Christopher tinha certeza de que ela era a única pessoa do mundo que se interessava em fazer ex­cursões por delegacias.

- Estou elétrica - anunciou ela. - Você não está? Acho que não vou dormir tão cedo. Quer alguns biscoitos? Ainda tenho uma porção deles.

Christopher quase ignorou o convite enquanto tirava a chave do bolso, porém a sensação de vazio em seu estômago o fez lembrar-se que não havia co­mido nada nas últimas oito horas. E aqueles bis­coitos eram um pequeno milagre.

- Acho que vou aceitar.

- Ótimo! - festejou Dulce, abrindo a porta e tirando os sapatos, antes de se dirigir à cozinha. - Pode entrar - disse por sobre o ombro. –

Vou colocá-los em um prato, para que possa comê-los no refúgio de sua casa, mas também não precisa ficar esperando no corredor.

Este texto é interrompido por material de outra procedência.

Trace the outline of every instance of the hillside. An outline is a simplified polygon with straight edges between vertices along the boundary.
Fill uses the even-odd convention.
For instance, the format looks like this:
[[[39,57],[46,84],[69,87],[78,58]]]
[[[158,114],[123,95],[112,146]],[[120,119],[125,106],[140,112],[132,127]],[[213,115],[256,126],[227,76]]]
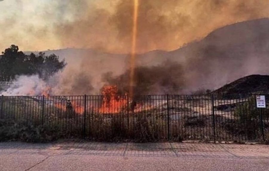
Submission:
[[[247,75],[269,74],[268,30],[267,18],[236,23],[217,29],[204,38],[175,51],[156,50],[139,54],[137,62],[138,65],[147,66],[167,60],[180,63],[185,78],[182,84],[186,87],[184,92],[179,92],[214,90]],[[45,52],[65,58],[69,64],[66,70],[72,68],[73,74],[84,73],[86,75],[83,78],[88,77],[96,84],[94,87],[101,84],[104,73],[118,75],[129,66],[128,54],[74,48]]]
[[[236,94],[269,94],[269,76],[251,75],[240,79],[214,91],[225,96]]]

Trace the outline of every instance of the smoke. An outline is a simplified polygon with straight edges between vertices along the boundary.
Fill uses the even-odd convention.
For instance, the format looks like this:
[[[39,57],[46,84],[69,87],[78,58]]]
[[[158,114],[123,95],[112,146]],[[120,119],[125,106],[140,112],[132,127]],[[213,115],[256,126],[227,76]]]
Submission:
[[[111,72],[103,74],[103,80],[108,85],[116,85],[119,92],[128,92],[130,71],[119,76]],[[169,61],[156,66],[139,66],[134,70],[134,92],[135,95],[178,93],[185,87],[182,68]]]
[[[67,47],[129,52],[132,0],[40,1],[1,2],[0,48],[16,43],[24,50]],[[226,25],[269,17],[267,0],[140,1],[140,53],[176,49]]]
[[[0,10],[7,8],[7,1],[1,2]],[[94,49],[57,54],[66,58],[68,66],[48,82],[40,81],[41,85],[51,86],[55,95],[98,94],[106,84],[118,85],[123,93],[128,91],[129,56],[114,54],[128,54],[131,49],[132,0],[9,1],[13,1],[14,7],[8,7],[14,10],[3,10],[5,17],[0,18],[2,49],[12,42],[23,50],[66,47]],[[140,1],[137,93],[213,89],[248,74],[269,73],[265,69],[268,60],[263,60],[266,54],[259,51],[268,49],[265,40],[268,40],[264,34],[266,27],[258,25],[250,29],[247,24],[234,32],[213,33],[203,39],[223,26],[269,17],[268,1]],[[180,47],[175,51],[143,53]],[[257,60],[253,59],[257,57]],[[167,59],[171,62],[162,64]],[[38,79],[32,78],[29,83]],[[29,87],[35,90],[38,86],[33,84]],[[15,88],[9,93],[24,94]],[[20,91],[28,94],[29,91],[24,90]],[[38,89],[36,94],[40,91]]]
[[[13,84],[1,94],[4,95],[40,95],[48,91],[48,84],[38,75],[22,76],[16,78]]]

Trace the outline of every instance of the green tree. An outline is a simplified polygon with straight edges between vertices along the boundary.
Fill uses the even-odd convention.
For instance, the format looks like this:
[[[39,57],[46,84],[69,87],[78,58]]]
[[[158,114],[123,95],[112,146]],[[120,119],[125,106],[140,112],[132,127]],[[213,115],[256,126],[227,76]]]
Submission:
[[[17,75],[35,74],[45,80],[66,65],[64,60],[59,61],[55,54],[46,56],[40,52],[27,55],[19,51],[18,46],[12,45],[0,55],[0,81],[9,81]]]

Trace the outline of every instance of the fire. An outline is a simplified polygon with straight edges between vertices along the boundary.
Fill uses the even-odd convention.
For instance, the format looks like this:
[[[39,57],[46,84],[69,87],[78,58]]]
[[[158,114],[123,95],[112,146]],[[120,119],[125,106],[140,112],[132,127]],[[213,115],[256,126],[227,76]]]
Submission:
[[[117,94],[118,89],[115,86],[104,86],[102,94],[103,96],[103,101],[99,112],[104,113],[115,113],[120,112],[127,105],[126,98],[121,97]]]

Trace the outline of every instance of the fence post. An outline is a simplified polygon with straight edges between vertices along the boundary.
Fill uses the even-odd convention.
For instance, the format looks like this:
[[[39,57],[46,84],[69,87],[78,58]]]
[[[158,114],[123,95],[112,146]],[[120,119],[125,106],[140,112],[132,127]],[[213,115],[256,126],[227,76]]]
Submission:
[[[4,95],[2,95],[1,97],[1,113],[0,113],[0,114],[1,115],[1,117],[0,118],[1,119],[4,119],[4,109],[3,109],[4,107]]]
[[[260,110],[260,126],[261,128],[261,131],[262,132],[262,139],[264,141],[265,141],[265,137],[263,131],[264,128],[263,126],[263,120],[262,119],[262,109],[261,109]]]
[[[169,95],[167,95],[167,122],[168,129],[168,139],[170,140],[170,117],[169,114]]]
[[[83,122],[83,136],[85,138],[86,137],[86,122],[87,114],[87,98],[86,95],[84,95],[84,121]]]
[[[213,134],[214,136],[214,143],[216,142],[216,124],[215,120],[215,109],[214,108],[214,96],[211,95],[211,99],[212,102],[212,114],[213,117]]]
[[[127,127],[130,131],[130,119],[129,117],[129,95],[127,95]]]
[[[45,108],[45,95],[44,95],[42,96],[42,125],[44,125],[44,112]]]

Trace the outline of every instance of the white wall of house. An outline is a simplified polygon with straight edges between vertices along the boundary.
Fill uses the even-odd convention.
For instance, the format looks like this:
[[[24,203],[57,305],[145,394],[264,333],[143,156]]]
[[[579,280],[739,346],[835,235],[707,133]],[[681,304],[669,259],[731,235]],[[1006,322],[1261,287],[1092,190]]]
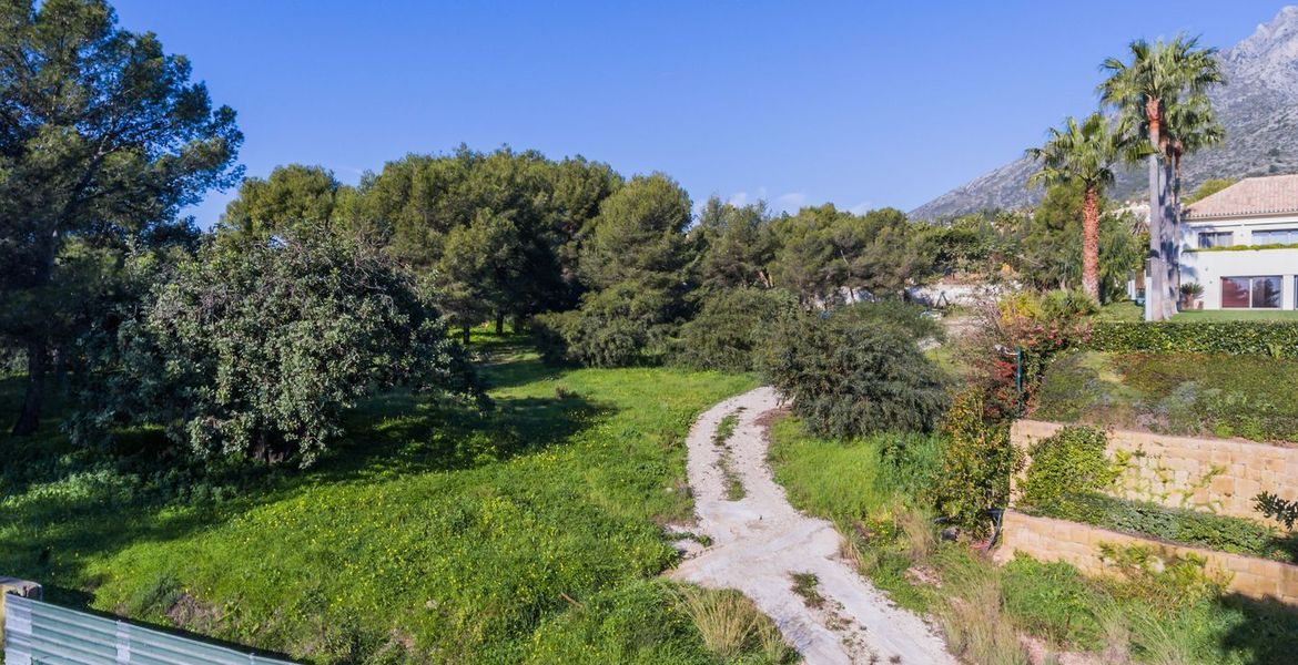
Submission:
[[[1269,244],[1272,236],[1264,231],[1298,229],[1298,215],[1273,215],[1233,219],[1186,220],[1181,224],[1181,283],[1197,281],[1203,285],[1203,296],[1195,306],[1205,310],[1221,309],[1223,279],[1279,276],[1281,284],[1280,307],[1298,309],[1298,248],[1251,249],[1231,251],[1195,251],[1199,233],[1229,232],[1232,244]],[[1298,242],[1298,240],[1295,240]],[[1201,305],[1199,305],[1201,303]]]

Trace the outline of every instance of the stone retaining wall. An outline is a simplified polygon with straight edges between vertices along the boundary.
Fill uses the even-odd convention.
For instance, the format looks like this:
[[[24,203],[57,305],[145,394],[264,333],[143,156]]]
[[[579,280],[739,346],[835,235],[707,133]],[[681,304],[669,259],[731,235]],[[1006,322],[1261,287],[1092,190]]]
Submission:
[[[1019,420],[1010,437],[1027,450],[1064,426]],[[1118,496],[1254,520],[1260,519],[1253,508],[1258,493],[1298,499],[1298,447],[1121,429],[1107,434],[1108,455],[1125,467]]]
[[[1210,570],[1225,573],[1227,590],[1255,599],[1275,599],[1298,604],[1298,565],[1201,550],[1181,544],[1140,538],[1086,524],[1032,517],[1016,511],[1006,511],[1002,521],[1001,544],[996,557],[1005,563],[1015,552],[1023,552],[1040,561],[1064,561],[1092,576],[1111,574],[1099,554],[1101,544],[1118,547],[1149,547],[1160,559],[1185,557],[1188,554],[1206,560]]]

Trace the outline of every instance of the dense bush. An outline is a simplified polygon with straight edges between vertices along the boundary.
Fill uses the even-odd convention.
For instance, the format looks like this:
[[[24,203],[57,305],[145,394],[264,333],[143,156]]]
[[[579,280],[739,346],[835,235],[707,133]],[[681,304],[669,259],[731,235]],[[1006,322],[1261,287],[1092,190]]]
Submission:
[[[378,249],[324,232],[209,244],[87,338],[73,434],[157,424],[200,456],[310,464],[375,388],[480,397],[431,298]]]
[[[672,342],[674,363],[694,369],[749,372],[771,325],[797,307],[781,289],[737,288],[709,294]]]
[[[1093,299],[1077,292],[1024,292],[977,312],[977,327],[963,341],[964,355],[974,369],[972,382],[986,394],[986,407],[993,416],[1018,415],[1033,401],[1055,355],[1086,340],[1086,318],[1097,307]],[[1019,350],[1023,353],[1022,368]]]
[[[665,318],[670,299],[663,290],[624,281],[587,293],[578,310],[537,316],[533,331],[550,364],[652,364],[662,358],[676,328],[675,320]]]
[[[1090,347],[1114,353],[1231,354],[1298,358],[1298,323],[1099,321],[1090,331]]]
[[[872,305],[784,316],[763,371],[811,432],[853,437],[931,430],[946,406],[945,377],[900,325]]]
[[[989,508],[1010,499],[1010,474],[1019,455],[1010,443],[1010,426],[989,421],[983,394],[966,390],[955,397],[942,421],[946,449],[942,471],[933,478],[927,498],[945,517],[974,537],[986,535]]]
[[[1047,508],[1066,496],[1107,487],[1118,478],[1116,465],[1105,456],[1108,439],[1088,426],[1060,429],[1029,450],[1032,465],[1019,485],[1020,502]]]
[[[1072,494],[1049,506],[1024,504],[1020,508],[1029,515],[1093,524],[1223,552],[1298,561],[1298,543],[1293,538],[1281,537],[1269,526],[1240,517],[1115,499],[1096,493]]]

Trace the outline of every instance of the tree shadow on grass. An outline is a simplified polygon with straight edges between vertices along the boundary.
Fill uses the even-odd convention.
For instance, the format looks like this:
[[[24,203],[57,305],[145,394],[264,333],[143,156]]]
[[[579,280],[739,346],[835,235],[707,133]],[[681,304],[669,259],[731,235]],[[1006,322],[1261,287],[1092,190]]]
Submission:
[[[1298,662],[1298,607],[1238,594],[1221,596],[1216,605],[1243,617],[1221,638],[1221,651],[1242,655],[1249,665]]]
[[[479,411],[389,393],[350,414],[345,441],[313,476],[339,481],[480,467],[567,441],[610,414],[576,395],[497,398],[492,410]]]
[[[527,382],[549,372],[515,360],[489,369]],[[0,380],[0,401],[21,381]],[[0,417],[12,403],[0,404]],[[177,541],[324,481],[396,477],[504,461],[559,445],[610,407],[556,393],[497,398],[479,411],[448,399],[391,391],[345,416],[347,436],[309,471],[235,465],[222,472],[182,463],[157,429],[118,437],[112,450],[71,445],[66,412],[51,408],[38,437],[0,433],[0,574],[47,585],[51,600],[86,608],[97,586],[88,570],[144,542]],[[196,471],[197,469],[197,471]],[[223,493],[225,499],[219,498]]]

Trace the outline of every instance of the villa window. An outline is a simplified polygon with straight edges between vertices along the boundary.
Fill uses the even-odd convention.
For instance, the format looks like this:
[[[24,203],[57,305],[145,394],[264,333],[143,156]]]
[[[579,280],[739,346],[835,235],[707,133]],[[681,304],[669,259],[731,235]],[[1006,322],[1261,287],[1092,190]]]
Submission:
[[[1273,228],[1253,232],[1254,245],[1298,245],[1298,228]]]
[[[1233,231],[1201,231],[1199,249],[1229,248],[1234,245]]]
[[[1272,310],[1280,307],[1280,276],[1221,277],[1223,309]]]

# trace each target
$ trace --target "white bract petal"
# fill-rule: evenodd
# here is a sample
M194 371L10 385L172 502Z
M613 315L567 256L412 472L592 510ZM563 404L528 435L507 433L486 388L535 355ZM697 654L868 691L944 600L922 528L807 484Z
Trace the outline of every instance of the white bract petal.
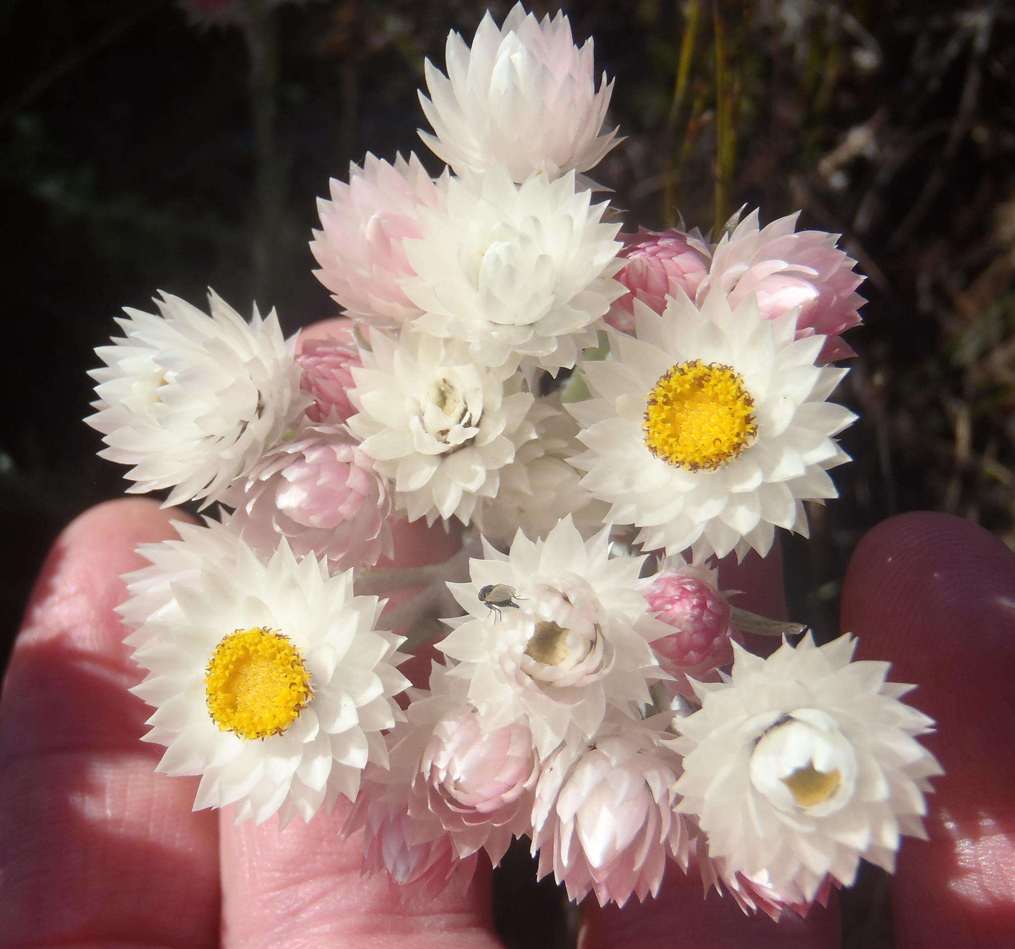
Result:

Christopher entrou no apartamento, deixando a por­ta aberta atrás de si. Não ficou surpreso ao ver um ambiente decorado com cores alegres e com detalhes chamativos. Andou pela sala, mantendo as mãos nos bolsos, enquanto ouvia a voz de Dulce vinda da cozinha.

- Você fala demais.

- Eu sei - respondeu ela, colocando os bis­coitos no mesmo prato que emprestara antes para ele. - Principalmente quando estou nervosa ou elétrica.

- E alguma vez você já se sentiu de outra maneira?

- Sim, mas isso é raro.

Christopher viu uma série de porta-retratos sobre a estante, vários pares de brincos, um par de sa­patos a um canto da sala, um romance sobre a mesinha de centro e sentiu um leve aroma de maçã pelo ar. Tudo aquilo combinava com ela. Continuou examinando os detalhes da sala até parar diante de uma tira de jornal emoldurada e presa à parede.

- Amigos e vizinhos - leu o título impresso e observou a assinatura no canto direito inferior da tira. Lia-se apenas "Dulce". - Isto é seu? - perguntou, no momento em que ela entrava na sala.


Dulce olhou para o quadro.

- Sim, é minha tira de jornal. Não acho que você seja do tipo que lê as tiras cômicas do jornal, ou estou enganada?

Sabendo muito bem reconhecer uma pergunta pessoal quando uma lhe era dirigida, Christopher olhou-a por sobre o ombro. Devia ser o sono, con­cluiu, que o estava levando a considerá-la tão atraente àquela hora da noite.

- "Macintosh", de Grant Saviñon - Christopher leu outra tira emoldurada, pendurada ao lado da de Dulce.

- É seu pai?

- Sim - ela assentiu.

Ler o sobrenome "Saviñon" era o mesmo que ler "MacGregor", pensou Christopher. Não era mesmo uma interessante coincidência?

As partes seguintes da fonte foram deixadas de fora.